Torture and other ill-treatment

Torture and other ill-treatment were reported to be common in police stations, security agencies' detention centres, and prisons. These abuses were committed with impunity. The SSSC and other courts continued to convict defendants on the basis of "confessions" that the defendants alleged were extracted under torture while they were held incommunicado in pre-trial detention.

Seven suspicious deaths in custody were reported but the authorities apparently took no action to investigate them or the allegations of torture made by detainees.

  • Jakarkhon 'Ali, a member of the Kurdish minority, was reported to have been tortured by beatings, electric shocks and being forced to stand for up to 20 hours each day while he was held incommunicado by Military Security officials following his arrest on 20 June. He was released without charge on 3 October.  Yusuf Jabouli and Mohammed Amin al-Shawa died in Military Security custody in January, the former after several days' detention and the latter after he had been detained for more than four months. Their families were not permitted to examine the bodies and Military Security officials attended the funerals. Unofficial sources alleged that both men had died as a result of torture. The authorities disclosed no information and were not known to have investigated the deaths.
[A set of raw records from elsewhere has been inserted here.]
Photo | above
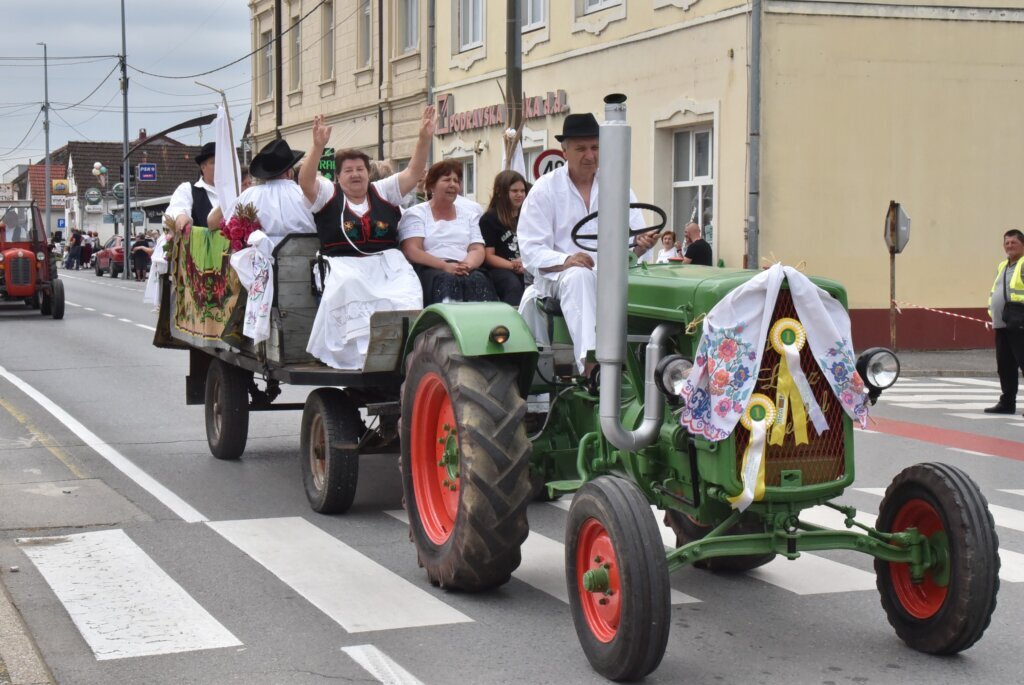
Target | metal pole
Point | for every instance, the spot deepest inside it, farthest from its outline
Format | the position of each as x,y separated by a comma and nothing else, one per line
126,173
46,130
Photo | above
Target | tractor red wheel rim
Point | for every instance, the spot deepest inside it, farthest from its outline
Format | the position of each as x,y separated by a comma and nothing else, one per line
434,459
602,609
922,600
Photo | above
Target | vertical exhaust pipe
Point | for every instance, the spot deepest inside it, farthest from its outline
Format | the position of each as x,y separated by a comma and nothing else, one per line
612,222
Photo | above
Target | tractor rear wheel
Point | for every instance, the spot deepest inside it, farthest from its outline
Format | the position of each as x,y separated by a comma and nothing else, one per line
949,610
226,410
331,433
687,530
465,464
617,579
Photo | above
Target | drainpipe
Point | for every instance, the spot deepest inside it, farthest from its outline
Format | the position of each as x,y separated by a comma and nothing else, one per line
754,140
613,213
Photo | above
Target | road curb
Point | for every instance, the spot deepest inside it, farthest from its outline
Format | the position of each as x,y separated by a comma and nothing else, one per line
20,662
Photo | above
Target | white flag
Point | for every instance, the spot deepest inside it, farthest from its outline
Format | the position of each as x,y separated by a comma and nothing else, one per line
226,174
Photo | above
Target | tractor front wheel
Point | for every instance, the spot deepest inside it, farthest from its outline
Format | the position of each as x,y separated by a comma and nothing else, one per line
951,606
331,433
687,530
617,579
465,464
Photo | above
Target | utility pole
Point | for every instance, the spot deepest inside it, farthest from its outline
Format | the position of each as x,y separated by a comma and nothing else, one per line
46,131
126,165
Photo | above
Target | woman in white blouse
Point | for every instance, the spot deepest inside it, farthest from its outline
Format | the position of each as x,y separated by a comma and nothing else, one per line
442,241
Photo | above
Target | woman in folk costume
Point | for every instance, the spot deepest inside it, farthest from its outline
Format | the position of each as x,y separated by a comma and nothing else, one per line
357,224
442,239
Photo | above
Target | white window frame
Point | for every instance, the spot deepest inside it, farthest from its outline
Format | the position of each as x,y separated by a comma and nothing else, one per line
476,10
407,30
265,61
295,53
327,41
694,180
365,35
529,22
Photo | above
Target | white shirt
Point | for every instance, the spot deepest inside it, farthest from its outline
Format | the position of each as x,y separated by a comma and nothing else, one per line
281,207
388,188
552,208
444,240
181,200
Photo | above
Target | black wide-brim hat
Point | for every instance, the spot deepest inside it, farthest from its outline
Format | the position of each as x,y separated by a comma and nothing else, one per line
273,160
206,152
580,126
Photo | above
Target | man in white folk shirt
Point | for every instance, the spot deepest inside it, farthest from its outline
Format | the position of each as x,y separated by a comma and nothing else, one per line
554,205
192,203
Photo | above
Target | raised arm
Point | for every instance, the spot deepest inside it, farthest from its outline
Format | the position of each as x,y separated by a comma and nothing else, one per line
307,173
411,175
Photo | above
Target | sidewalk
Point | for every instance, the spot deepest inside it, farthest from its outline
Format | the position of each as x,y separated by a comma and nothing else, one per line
961,362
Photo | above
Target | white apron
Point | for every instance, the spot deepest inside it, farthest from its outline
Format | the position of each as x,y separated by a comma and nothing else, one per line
354,289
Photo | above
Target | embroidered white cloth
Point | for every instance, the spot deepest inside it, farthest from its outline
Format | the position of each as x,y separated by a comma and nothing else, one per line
725,370
255,268
353,290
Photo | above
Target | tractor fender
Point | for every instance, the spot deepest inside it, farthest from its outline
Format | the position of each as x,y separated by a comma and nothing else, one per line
471,324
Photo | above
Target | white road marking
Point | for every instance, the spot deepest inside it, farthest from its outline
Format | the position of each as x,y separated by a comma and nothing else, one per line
543,565
122,602
119,461
380,666
353,590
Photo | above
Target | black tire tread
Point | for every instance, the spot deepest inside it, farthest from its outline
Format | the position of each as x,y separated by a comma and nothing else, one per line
491,525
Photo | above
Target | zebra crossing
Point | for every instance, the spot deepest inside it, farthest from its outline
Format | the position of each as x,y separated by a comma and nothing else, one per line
125,605
962,397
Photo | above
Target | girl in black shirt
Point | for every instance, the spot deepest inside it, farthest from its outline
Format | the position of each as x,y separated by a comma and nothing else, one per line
498,225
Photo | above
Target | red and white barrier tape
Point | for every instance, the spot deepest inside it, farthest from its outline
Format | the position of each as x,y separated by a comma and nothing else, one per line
939,311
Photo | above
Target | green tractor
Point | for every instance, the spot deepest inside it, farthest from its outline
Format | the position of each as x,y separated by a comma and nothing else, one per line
474,455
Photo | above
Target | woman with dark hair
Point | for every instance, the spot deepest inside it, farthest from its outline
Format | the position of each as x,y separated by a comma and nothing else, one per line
498,225
442,241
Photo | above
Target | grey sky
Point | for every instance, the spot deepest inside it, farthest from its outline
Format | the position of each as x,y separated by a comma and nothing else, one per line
177,37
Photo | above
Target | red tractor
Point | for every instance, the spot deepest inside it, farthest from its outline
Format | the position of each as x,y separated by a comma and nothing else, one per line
28,268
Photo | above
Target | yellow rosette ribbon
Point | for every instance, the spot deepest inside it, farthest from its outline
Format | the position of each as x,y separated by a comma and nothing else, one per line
793,392
760,415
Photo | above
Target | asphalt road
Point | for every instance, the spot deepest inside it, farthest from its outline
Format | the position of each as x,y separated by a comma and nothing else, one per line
123,527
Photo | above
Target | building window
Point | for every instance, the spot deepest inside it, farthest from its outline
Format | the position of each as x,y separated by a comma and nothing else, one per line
532,14
365,37
693,181
295,54
408,29
470,24
327,41
596,5
266,66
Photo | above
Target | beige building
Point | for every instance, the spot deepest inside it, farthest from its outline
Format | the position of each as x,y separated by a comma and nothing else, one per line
861,102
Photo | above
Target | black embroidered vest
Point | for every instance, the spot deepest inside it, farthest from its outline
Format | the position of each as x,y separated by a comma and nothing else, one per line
201,206
376,230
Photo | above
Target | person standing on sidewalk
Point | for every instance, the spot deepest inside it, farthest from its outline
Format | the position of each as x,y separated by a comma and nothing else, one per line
1005,301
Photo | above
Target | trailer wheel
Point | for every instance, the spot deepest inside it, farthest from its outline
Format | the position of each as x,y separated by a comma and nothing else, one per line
56,298
465,464
226,410
331,432
617,579
687,530
949,610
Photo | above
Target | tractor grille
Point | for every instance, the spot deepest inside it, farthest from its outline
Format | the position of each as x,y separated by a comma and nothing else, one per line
19,271
822,459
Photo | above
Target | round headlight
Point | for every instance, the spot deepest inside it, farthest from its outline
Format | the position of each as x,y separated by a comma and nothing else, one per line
672,373
879,368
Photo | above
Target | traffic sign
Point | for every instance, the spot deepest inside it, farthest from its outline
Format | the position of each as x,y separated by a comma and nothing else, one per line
547,161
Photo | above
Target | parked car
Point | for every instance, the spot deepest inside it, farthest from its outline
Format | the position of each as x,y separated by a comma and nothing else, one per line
111,257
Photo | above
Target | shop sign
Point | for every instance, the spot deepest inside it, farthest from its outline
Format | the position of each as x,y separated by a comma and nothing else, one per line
450,121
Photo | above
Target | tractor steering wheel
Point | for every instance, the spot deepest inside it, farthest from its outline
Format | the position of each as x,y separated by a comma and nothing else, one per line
633,232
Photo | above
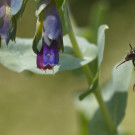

The authorities failed to clarify the circumstances in which at least 17 prisoners and five other people were, according to reports, killed at Sednaya Military Prison in July 2008. No investigation was known to have been carried out. In July, the authorities allowed some family visits to the prison for the first time since the July 2008 events, but at least 43 families were not permitted to visit or have any contact with imprisoned relatives, increasing concern that they may have been among those killed in July 2008.

  • In February, the Defence Minister closed an investigation into the killings of Sami Ma'touq and Joni Suleiman on 14 October 2008, apparently by Military Security officials, but it was unclear whether any action was taken against the officials alleged to be responsible for the deaths. Two witnesses to the killings, Hussam Mussa Elias and Qaher Deeb, and a lawyer, Khalil Ma'touq, were reported to have been harassed and intimidated when they persisted in demanding accountability.

Women's rights

Women continued to be denied equality with men under the law, notably the Personal Status Law covering rights to marriage and inheritance rights, and the Penal Code, which prescribes lower penalties for murder and other violent crimes committed against women in which defence of family "honour" is considered a mitigating factor. On 1 July, President Bashar al-Assad issued Legislative Decree 37. This replaced Article 548 of the Penal Code, which had exempted perpetrators of "honour crimes" from any penalty, and instituted a penalty of at least two years' imprisonment for men convicted of killing or injuring women relatives on grounds of "honour". However, no amendment was made to other Penal Code articles prescribing reduced sentences for crimes deemed to have been committed in the name of "honour".

At least 13 women and one man were reported to have been victims of "honour killings".